Memories of TECHED2010 are fading and at Winshuttle we just closed out a user group meeting in New Orleans. Coming up in less than a week is the SAP Financials conference and no doubt I will find similar discoveries to those that have dawned on me in the past couple of weeks at these other gatherings.
I say ‘dawned’ but in reality I guess I knew this stuff before it was refreshed in my memory banks. As with any industry or product event you are going to meet a number of people that you don’t know, and if you posit yourself as being solution oriented, then it is only natural to try and find commonalities between the problems that one customer has and others. It is quite natural I think, to try and console the person you are talking to, by telling them that their ‘problem’ is not so different from those experienced by others or that there is a solution to this problem and you have seen it before.Although everyone also wants their particular problem or challenge to be unique, more often than not, someone has seen it somewhere before.
In the dim past, I recall a company that I worked for, using a product called CODE1 to do zip or postal code verification by way of a user exit in the sales order processing process. Some customers implement this type of solution with some degree of hardship, others rely on the correctness of the zip and postal codes in the SAP system and some will simply rely on some basic validation mask and accept anything. By example, 90210-0000 will do!
Of course any of these methods has some limitations in data quality. If your business model is all about timely and correct dispatch of internet or call center sales orders deliveries and either the internet customer or the call center operator fat fingered an integer or misheard it, then the order could be out the door on the way to its correct destination in Beverley Hills (90210) or Méziré, France (90120). Ok, so that wasn’t a really good example, maybe San Diego (90219)?
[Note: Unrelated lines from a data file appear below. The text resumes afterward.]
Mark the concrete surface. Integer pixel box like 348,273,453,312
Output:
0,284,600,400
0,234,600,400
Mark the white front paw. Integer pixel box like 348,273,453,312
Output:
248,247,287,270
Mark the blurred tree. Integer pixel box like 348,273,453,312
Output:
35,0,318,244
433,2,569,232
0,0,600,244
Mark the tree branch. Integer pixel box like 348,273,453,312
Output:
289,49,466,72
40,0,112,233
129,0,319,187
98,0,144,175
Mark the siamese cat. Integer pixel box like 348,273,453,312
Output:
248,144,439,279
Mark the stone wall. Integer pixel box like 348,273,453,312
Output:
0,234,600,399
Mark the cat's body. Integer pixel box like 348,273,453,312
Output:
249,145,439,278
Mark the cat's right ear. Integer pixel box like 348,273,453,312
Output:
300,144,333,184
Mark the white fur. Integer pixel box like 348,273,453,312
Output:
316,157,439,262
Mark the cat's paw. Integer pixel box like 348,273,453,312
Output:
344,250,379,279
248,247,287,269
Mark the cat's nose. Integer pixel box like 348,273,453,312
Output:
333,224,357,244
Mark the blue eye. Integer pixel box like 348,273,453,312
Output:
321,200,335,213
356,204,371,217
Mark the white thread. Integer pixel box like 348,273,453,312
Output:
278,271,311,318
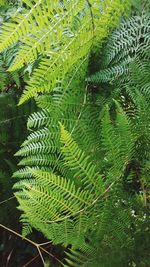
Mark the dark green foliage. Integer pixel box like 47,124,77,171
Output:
1,1,150,267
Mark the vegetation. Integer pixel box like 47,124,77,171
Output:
0,0,150,267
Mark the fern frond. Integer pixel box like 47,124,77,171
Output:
60,124,103,193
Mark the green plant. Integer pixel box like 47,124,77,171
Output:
1,1,150,267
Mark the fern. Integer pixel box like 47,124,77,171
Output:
0,0,130,103
87,12,150,83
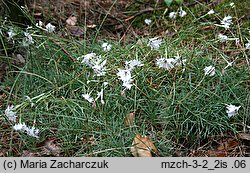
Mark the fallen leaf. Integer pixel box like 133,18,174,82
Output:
130,134,158,157
238,133,250,141
217,138,239,151
67,26,84,37
41,137,61,156
21,150,40,157
207,150,228,157
125,112,135,127
66,16,77,26
87,24,96,28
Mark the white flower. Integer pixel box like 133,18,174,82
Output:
207,9,214,15
204,65,215,76
245,42,250,49
102,43,112,52
95,89,105,105
82,94,94,103
23,32,34,46
221,16,233,29
125,59,144,70
226,104,241,118
144,19,152,25
148,37,162,49
12,123,39,138
7,29,16,41
218,33,228,42
77,53,97,67
4,105,17,122
179,7,187,17
117,69,133,90
169,12,177,19
45,23,56,33
156,56,186,70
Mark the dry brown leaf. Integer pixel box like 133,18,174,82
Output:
217,138,239,151
66,16,77,26
41,138,61,156
130,134,158,157
238,133,250,141
87,24,96,28
125,112,135,127
67,26,84,37
21,150,40,157
207,150,228,157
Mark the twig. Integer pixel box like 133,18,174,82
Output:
124,7,158,22
50,38,76,62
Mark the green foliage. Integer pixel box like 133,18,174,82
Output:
164,0,183,7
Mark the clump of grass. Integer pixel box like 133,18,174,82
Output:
1,0,249,156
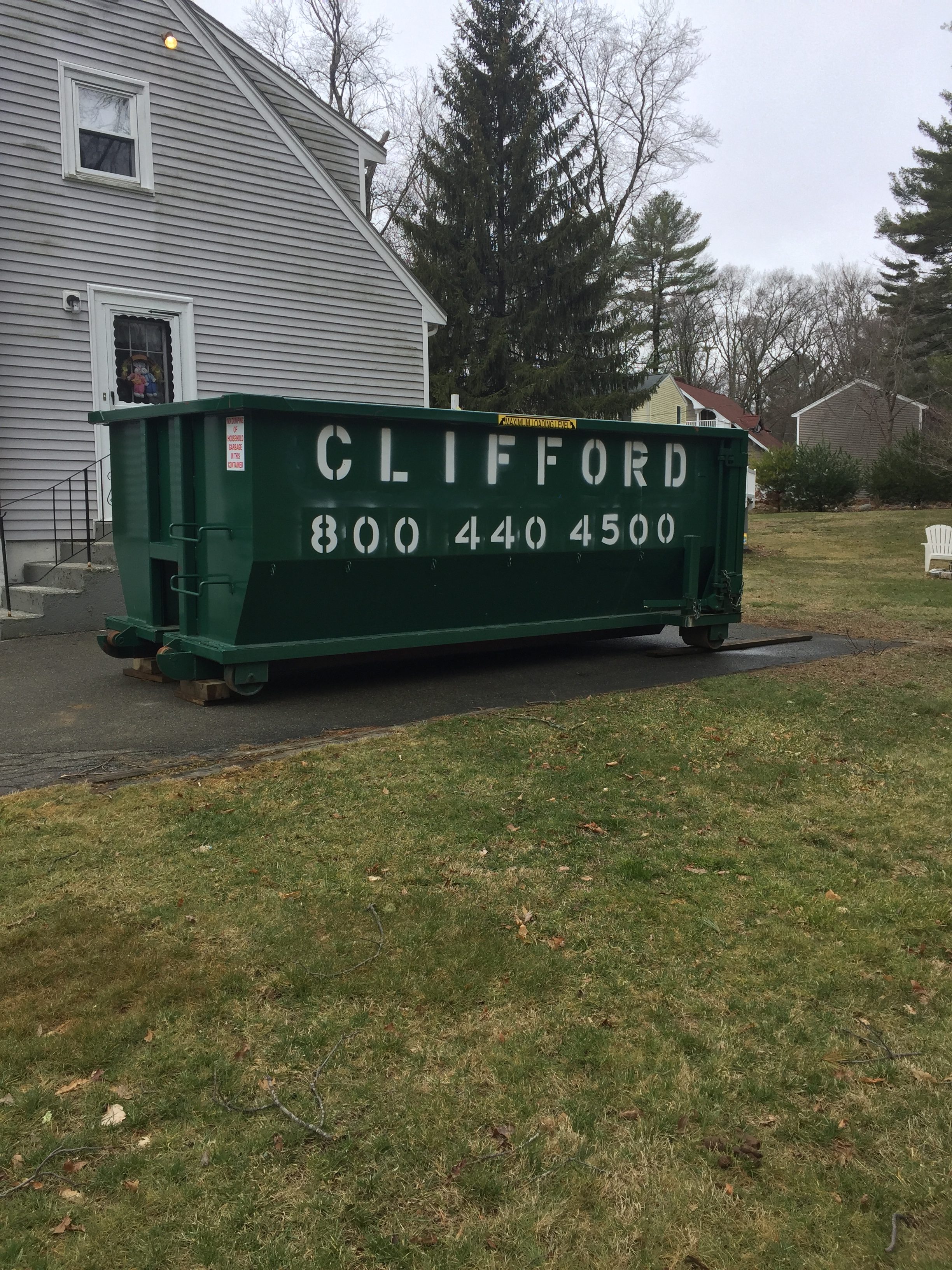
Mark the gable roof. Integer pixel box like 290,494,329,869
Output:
674,376,783,449
195,0,387,163
791,380,928,419
165,0,447,326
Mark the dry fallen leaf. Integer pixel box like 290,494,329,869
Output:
54,1076,89,1101
49,1214,86,1235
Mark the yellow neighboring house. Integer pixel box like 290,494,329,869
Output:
631,375,691,423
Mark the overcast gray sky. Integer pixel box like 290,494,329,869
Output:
201,0,952,269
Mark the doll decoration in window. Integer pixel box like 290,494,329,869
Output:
116,353,165,405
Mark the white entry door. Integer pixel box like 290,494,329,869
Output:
89,286,198,521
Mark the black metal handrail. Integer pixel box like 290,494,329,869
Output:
0,456,109,607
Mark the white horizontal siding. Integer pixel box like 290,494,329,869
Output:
0,0,424,537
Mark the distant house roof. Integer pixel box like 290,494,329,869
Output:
791,380,928,419
674,377,783,449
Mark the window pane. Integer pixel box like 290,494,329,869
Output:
80,131,136,177
113,318,175,405
76,84,132,137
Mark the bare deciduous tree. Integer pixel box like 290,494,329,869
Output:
242,0,394,131
546,0,717,239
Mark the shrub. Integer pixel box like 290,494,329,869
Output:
756,446,797,507
756,441,863,512
787,441,863,512
867,432,952,507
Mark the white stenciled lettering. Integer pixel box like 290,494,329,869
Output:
394,516,420,555
569,516,592,547
453,516,481,551
380,428,406,482
536,437,562,485
581,437,608,485
525,516,546,551
486,432,515,485
317,423,350,480
625,441,648,489
311,513,338,555
664,441,688,489
489,516,515,551
354,516,380,555
628,512,648,547
658,512,674,542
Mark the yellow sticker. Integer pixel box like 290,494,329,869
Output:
499,414,575,429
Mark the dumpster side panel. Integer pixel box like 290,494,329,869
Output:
227,414,730,645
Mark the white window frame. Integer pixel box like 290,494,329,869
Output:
58,61,155,193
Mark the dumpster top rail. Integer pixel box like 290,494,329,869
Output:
89,393,731,441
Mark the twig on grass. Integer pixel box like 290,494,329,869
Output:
447,1133,539,1177
836,1028,925,1065
301,904,383,975
886,1213,912,1252
532,1156,608,1182
0,1147,104,1199
212,1033,354,1142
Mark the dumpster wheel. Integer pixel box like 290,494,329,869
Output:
678,626,723,653
225,665,264,697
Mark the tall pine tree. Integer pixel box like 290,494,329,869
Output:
623,189,716,372
877,93,952,404
404,0,637,415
At any rate, only through the support of additional safety nets at the courier or USPS are we able to ensure that the package goes to the correct region.
If you don’t care about zip codes, consider the problems I previously cited with respect to reverse logistics, in other words goods returns. Carriers don’t give shipping cost refunds on undeliverable packages and customers often demand a full refund on goods they never receive. All those WOOT $5 delivery charges can add up as margin losses. One online retailer I dealt with, said that if something arrived defective or damaged I should just toss it away and they would send me a replacement, this suggests that reverse logistics for them at least, was not worth the hassle.
Companies that are embarking on new business activities that extend their existing business models and leverage existing infrastructure will often find that what they considered scalable solutions, don’t scale. Hopefully they discover this early on in the planning and implementation process but sometimes it takes a while to make a determination that there are other areas of the business or supporting technologies that need to be shored up to ensure that there isn’t literally leakage or fall-out in the smooth execution of business processes.
The better your testing plans, the more exhaustive they are, the better your SLA definition and the more refined the feedback mechanisms that you have for measuring against SLA, the sooner you are able to detect gaps or deficiencies even before go-live. The CODE1 example I cite can for example be configured in a couple of different ways, synchronous interfacing or asynchronous or what they (Code1’ers) call ‘batch’. You could architect your system as a real-time call to the zip code database or you could simply rely on the validation of the sales order against the zip code stored in customizing table TTZ5Z.
As a Order-to-Cash SAP consultant will tell you, there are a number of different ways that you can decide to set up the sales order process and some approaches may have postal code as a hard validation criteria for say Tax Jurisdiction and sales tax determination whilst others can gloss over this and deal with errors or anomalies in a different way.The point is, that correctness of postal codes attached to sales orders may be just as important to online retailers as to banks but more importantly the final solution that they respectively arrive at may be exactly the same.The SAP collaboration workspace has some good content on address validation and solutions which you can dive right into here: https://cw.sdn.sap.com/cw/docs/DOC-43044 if you are interested.
At conferences like TECHED and user group meetings like those held by ASUG and even ECOHUB partners like Winshuttle it is crucial that customers talk to other customers about how they solved particular problems and if you’re not eavesdropping on a conversation about how a particular problem was being solved then you should at least be actively introducing yourself to other people on the off chance that there may be some commonalities in the experiences and challenges that you are encountering in the use of SAP solutions and IT with business in general.
I have spoken before about technologists and some business people going-it-alone in trying to solve their problems and not asking for help and I guess on this occasion I am saying don’t just ask and solicit help, share the pain too.
By being vocal about the suffering you are or have endured in trying to resolve a particular problem you are doing the greater SAP community a service. A quick glance at the many forums on SCN and other websites you will often see posts from individuals asking very specific questions, they don’t always describe what the real problem is and ultimately they seem to think they have found the hammer with which to beat in the nail but they simply don’t know how to operate it.This approach can lead to your being successful but also potentially spending more unnecessary time and effort constructing the solution, or using a sledgehammer to smash in a thumb-tack when just your thumb will do.
From a self-serving perspective, good problem definitions and describing imaginative ways that you have solved challenges will demonstrate your credibility in the community and may land you an opportunity that you might not have been previously considered for.
For the wider community, well articulated descriptions of how you solved a particular problem help yourself and others to find faster solutions to their problems.